– Вот теперь я даже не сомневаюсь, что это – судьба, – говорит, пока я так и остаюсь в дверном проёме, полностью обескураженная его словами.
– Судьба? – с непониманием переспрашиваю тихо.
А парень улыбается только шире, при том даже ни разу не морщится.
Он уверенно и так лихо кивает, словно у него сейчас ничего не болит.
– Определённо, – подтверждает тот. – Две встречи за один час. Только на этот раз, я уверен, нам никто не помешает.
У меня выходит несколько озадаченная и сконфуженная улыбка. Как-то странно, что парень считает подобное судьбой, когда я была готова голову отдать на отсечение, что теперь он занесёт меня в список самых опасных вещей в мире.
– Ну, эту встречу точно нормальной не назовёшь, – совсем не разделяя его оптимизма, бормочу, всё-таки двигаясь с места и заходя внутрь.
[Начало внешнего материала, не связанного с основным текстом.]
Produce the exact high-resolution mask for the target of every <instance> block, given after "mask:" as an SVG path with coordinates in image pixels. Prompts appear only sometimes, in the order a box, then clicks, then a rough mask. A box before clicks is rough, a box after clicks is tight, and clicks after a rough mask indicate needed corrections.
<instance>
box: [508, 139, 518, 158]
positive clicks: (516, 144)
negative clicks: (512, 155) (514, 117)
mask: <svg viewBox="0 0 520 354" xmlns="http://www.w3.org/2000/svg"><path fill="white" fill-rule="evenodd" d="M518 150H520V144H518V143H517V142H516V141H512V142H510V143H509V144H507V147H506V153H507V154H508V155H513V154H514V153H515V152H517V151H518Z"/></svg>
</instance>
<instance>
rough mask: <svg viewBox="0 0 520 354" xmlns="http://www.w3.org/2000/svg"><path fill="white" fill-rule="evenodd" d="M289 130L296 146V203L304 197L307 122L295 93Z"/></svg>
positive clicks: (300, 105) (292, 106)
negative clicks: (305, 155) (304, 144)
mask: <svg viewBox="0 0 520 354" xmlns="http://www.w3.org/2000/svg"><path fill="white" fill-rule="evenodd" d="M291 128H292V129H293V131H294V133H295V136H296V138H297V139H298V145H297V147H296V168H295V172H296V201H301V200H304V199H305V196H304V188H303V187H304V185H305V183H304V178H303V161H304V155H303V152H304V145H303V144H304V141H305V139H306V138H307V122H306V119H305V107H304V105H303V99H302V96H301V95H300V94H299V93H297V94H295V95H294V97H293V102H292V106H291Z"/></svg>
Парень неотрывно следит за каждым моим шагом, что немного заставляет нервничать. Мне уже становится как-то неважно, что будет с моей бровью. В конце концов, я могу поехать в частную клинику, с которой у отчима заключён договор, чтобы не сидеть и не сгорать от стыда из-за того, что парень стал невольным участником нашей семейной драмы.
Но… есть одно «но» – я не хочу придумывать ещё и для Эдуарда легенду, когда ему обязательно позвонят и сообщат, что со мной произошло.
Поэтому выбираю набраться мужества и вести себя по-взрослому, взяв ответственность за случившееся. Но сесть рядом с ним всё равно не могу, хотя он занимает определённо более удобное место на большом диване, я выбираю жестковатый на вид стул в углу приёмной. Кладу на колени сумку и начинаю бесцельно смотреть в пол, молясь, чтобы его вызвали как можно скорее.
Потому что чувствую это – его взгляд. Прямой и тяжёлый, хотя, когда изредка бросаю ответный, его глаза нельзя назвать враждебными. Он наблюдает за мной с любопытством и едва заметным весельем. Что ещё более странно: ничего веселого здесь точно нет.
– Парень? – внезапно спрашивает он, когда в очередной раз увожу взор.
Мне тут же приходится вернуть его к глазам парня. Тёмные, почти сливающиеся со зрачком, что очень сильно контрастирует с его светлыми бровями и волосами цвета засохшей пшеницы.
Я так долго рассматриваю его, что немного забываюсь, поэтому встряхиваю головой, чтобы вернуться к его вопросу, хотя он мне и не совсем понятен.